After having a baby, the wife is trying to regain control. Sometimes she feels alienated when the husband goes back to work and his normal routine. And fathers go into birth thinking, I'll give Mom two weeks and all will be back to normal. They don’t really understand the struggles that a mom is facing at this point. A woman will try to mask it and carry the load, and both need to step back and say, “It'll be OK, we can do this.” I tell my clients often, “Just step up, and be the parent!” that at some point, when they start panicking, they stop and just say, “Oh, I know — be the parent.”

ABOVE Always with a love of her hometown Mobile in her heart, Connie completes as much of her Be the Parent branding in the Port City as possible. Here, she records a segment about the lives and roles of grandmothers in a child’s life right here in Mobile. From left to right: Anna Luce, Connie Simpson, Teresa McCown and Barbara Haas.

Photo courtesy of Amy Thompson

How did you decide to shift from nannying to your “Be the Parent” media brand?

When I leave a home, I’ve had people say before, “We need to clone you! We need more of you!” And I’ll say, well that can’t happen so now what? This “Be the Parent” movement is my “now what.” I want all parents to know it’s gonna be OK, that they can step up and be the parent.

And what was your inspiration behind the switch?

I was offered a spot on the “Nanny 911” show years ago, but I walked away. I thought, this is real life; it’s not a game. I didn’t want it done wrong. I want this information to go to young women or moms who are struggling to buy milk for themselves, let alone their babies. I want this to be the blueprint, always giving and always updated. Which is why we’re focusing on YouTube and social media. I don’t want to be boxed in as “just a nanny.” My knowledge is so much more diverse. I want my name to be universal. “Be the Parent” is for every parent. 

What can you tell us about your partnership with MB Greene? 

When I met Mary Beth, we were like a hand fitting in a glove — she has such a lovely spirit! I’d always wanted to create a diaper bag that was functional. Most of them nowadays look like a pot boiling over. People will pull out everything just to find a diaper or nail clippers. So seeing Mary Beth and what she had, I thought, “This will work.” So I used her bags when I went to the Timberlakes about a year ago to learn what worked, what didn’t work and what I wanted in a bag. And it’s really important to me to have control over it to make sure it’s done right. Mary Beth has just been so sweet in everything. 

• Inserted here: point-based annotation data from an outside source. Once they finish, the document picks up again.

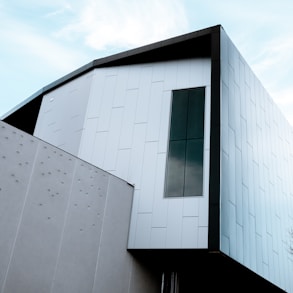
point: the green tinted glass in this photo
(184, 170)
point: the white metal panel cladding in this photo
(143, 94)
(125, 132)
(61, 119)
(256, 173)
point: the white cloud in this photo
(25, 41)
(124, 24)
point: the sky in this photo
(41, 41)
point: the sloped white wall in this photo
(125, 132)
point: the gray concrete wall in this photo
(63, 223)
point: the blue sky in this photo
(42, 41)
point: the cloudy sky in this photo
(42, 41)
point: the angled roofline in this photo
(199, 44)
(159, 51)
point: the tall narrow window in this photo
(184, 170)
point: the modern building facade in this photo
(197, 158)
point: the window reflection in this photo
(184, 172)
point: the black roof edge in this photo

When can people expect to see more from Nanny Connie and “BTP”?

We’re hoping to have everything ready for October. That entails social media, the bags and a few other surprises in the works. This has become so much larger than me. All my celebrity clients want in, and even some who I haven’t worked with are all wanting to get involved! 

Lastly, what are your three best pieces of advice for new parents as they learn to be the parent?

Well, first off, don’t second-guess yourself! Stress will make it worse. Secondly, remember that the word “parents” is plural; know that your partner is there to help you, even if just for five minutes. And third, any great foundation is worth the hard work because it’s what you build on. And an extra nugget of advice: Have patience!